The fact is, she is the second child. Her older sister, called Izzy, is now just a little more than two years old.

The first child, in our experience, is the Good Child. The scholar. The caretaker. The one, for example, like this baby’s father.

Ian was my sister Kacy’s first-born. About the only trouble he ever gave her was the colic he experienced as an infant. Orderly. Intellectual. Well-behaved.

And then there’s the second-born.

Now I’m not going to tell tales out of school on my niece — she deserves a chance to tell the story of climbing out the window at 1 a.m. from her perspective, not that of her “just where do you think you’re going?” parents.

But it may tell you something when I note that I am my mother’s second child.

My older sister Diana and I shared a room from the time I came into her two-year-old life and disrupted its order and calm.

You could eat off the floor on Diana’s side of the room.
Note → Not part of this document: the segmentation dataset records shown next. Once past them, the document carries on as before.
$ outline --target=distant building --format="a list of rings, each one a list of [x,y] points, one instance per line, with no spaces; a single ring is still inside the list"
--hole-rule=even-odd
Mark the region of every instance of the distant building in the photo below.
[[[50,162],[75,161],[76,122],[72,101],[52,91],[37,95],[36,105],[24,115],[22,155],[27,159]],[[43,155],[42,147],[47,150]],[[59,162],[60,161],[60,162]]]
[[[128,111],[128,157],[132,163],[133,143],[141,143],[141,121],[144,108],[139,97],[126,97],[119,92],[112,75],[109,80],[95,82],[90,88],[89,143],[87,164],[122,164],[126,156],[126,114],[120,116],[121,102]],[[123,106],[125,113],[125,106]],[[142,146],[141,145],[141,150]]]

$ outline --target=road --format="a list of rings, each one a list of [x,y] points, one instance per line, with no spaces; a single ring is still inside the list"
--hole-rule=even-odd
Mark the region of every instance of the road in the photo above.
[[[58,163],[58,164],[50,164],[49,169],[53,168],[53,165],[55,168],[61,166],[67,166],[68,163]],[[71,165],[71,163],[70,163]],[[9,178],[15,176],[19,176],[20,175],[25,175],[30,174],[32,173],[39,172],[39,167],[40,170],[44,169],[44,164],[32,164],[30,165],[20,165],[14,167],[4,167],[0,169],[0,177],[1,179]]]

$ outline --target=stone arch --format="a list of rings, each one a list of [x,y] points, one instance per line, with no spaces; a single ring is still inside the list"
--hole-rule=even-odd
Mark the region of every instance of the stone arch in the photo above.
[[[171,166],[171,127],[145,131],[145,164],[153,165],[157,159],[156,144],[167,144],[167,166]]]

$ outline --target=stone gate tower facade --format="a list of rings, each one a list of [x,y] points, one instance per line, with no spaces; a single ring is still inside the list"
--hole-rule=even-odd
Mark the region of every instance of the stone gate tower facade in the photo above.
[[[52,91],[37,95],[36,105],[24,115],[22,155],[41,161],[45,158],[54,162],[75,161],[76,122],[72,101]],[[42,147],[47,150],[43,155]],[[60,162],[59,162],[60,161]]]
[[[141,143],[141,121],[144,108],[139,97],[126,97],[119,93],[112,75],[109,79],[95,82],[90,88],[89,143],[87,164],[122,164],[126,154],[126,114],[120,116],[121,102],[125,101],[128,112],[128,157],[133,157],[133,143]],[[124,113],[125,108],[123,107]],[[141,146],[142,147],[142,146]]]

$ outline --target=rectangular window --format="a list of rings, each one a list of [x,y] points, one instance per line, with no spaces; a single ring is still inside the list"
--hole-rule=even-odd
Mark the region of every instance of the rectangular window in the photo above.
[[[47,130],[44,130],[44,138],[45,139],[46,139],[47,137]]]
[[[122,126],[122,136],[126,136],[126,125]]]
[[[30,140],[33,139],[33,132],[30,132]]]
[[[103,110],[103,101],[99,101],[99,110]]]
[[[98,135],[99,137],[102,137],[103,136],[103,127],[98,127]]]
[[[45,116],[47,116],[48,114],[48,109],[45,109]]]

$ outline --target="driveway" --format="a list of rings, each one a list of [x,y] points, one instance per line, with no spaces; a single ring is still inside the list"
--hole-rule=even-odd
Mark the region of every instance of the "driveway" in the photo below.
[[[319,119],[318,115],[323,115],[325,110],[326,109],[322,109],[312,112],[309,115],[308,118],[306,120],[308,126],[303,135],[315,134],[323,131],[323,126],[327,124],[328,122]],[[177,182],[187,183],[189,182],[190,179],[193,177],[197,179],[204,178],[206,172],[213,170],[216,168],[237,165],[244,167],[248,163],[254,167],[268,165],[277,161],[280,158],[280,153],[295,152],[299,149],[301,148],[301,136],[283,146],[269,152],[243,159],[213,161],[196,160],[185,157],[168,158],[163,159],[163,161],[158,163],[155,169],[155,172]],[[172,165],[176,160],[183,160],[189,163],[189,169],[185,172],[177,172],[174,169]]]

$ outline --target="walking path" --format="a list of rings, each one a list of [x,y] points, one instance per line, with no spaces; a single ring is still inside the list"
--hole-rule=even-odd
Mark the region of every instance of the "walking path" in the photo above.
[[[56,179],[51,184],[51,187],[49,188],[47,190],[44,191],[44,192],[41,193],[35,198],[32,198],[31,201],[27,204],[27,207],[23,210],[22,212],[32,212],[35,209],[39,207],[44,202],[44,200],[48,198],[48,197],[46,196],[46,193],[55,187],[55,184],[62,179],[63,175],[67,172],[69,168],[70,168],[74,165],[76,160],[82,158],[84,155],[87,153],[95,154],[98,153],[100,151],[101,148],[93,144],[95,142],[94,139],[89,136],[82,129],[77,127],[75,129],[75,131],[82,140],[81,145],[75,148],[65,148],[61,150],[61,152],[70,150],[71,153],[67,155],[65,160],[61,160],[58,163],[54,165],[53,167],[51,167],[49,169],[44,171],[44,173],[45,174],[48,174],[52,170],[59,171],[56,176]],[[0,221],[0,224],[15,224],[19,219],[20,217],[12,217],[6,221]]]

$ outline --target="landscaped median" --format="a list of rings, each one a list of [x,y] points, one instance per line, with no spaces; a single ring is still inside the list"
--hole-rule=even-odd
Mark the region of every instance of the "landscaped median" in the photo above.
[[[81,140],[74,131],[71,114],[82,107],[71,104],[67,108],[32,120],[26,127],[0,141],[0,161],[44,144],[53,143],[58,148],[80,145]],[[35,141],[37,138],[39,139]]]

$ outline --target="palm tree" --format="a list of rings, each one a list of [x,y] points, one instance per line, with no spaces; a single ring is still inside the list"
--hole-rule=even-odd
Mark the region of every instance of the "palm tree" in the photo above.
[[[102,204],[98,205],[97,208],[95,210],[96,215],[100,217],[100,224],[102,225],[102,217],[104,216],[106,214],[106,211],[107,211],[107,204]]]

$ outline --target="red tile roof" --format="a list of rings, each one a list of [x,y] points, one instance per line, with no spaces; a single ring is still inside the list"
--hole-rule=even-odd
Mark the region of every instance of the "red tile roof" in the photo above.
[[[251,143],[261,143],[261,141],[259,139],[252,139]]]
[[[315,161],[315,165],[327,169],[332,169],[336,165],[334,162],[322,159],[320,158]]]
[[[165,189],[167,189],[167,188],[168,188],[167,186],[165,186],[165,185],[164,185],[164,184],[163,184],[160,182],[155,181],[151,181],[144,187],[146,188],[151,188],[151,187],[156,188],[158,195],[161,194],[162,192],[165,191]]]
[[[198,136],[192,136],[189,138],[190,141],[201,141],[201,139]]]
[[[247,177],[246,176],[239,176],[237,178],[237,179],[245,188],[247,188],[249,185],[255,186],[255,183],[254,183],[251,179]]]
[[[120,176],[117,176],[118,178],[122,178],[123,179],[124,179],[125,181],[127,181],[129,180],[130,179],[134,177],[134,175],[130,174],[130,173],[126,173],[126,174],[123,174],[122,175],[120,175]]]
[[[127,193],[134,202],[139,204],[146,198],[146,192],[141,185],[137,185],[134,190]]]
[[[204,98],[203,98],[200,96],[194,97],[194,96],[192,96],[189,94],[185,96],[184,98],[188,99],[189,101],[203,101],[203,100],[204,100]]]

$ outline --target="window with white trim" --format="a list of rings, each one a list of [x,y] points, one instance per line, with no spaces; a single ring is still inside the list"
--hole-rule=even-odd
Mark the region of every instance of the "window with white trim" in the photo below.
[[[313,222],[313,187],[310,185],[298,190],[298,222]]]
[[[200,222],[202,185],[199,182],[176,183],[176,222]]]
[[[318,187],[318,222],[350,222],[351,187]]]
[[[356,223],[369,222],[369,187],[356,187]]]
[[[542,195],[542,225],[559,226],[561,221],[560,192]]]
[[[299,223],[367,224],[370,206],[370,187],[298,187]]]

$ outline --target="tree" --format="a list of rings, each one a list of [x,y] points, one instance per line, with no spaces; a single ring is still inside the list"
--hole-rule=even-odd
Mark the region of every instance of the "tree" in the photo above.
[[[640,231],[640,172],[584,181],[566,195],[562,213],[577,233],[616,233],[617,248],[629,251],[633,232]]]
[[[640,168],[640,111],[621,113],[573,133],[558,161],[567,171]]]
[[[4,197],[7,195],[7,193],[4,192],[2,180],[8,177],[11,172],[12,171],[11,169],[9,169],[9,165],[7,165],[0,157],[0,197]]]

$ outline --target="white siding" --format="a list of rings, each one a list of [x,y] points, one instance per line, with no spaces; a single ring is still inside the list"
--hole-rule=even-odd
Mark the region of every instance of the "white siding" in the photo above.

You couldn’t see the floor on my side of the room.

Diana was the one who babysat the younger kids during summers at my grandparents’ farm.

I was the one 50 feet off the ground in the crook of a tree branch pitching acorns down and making the younger kids cry.

Now I don’t want to suggest that Diana was always well-behaved. There was the time, just as one example, that she played hooky from elementary school. Playing in the field behind the new junior high school until the bells said it was lunch-time. Getting caught because the bells were the warning bells (lunch time in 15 minutes) and not the dismissal bells.

Need I mention whose idea it was to play hooky that day?

Or who said, “Listen! The bells! We can go home for lunch now”?

I can’t wait to see what Trixie gets up to.

I may have some suggestions… as one second child to another…


SOURCES

  1. Shenandoah, the Musical; music by Gary Geld, lyrics by Peter Udell. And no, I didn’t make a mistake; the name of the song really is “It’s a Boy!”
  2. The course description is here.
  3. And yes, I did carefully craft the citation!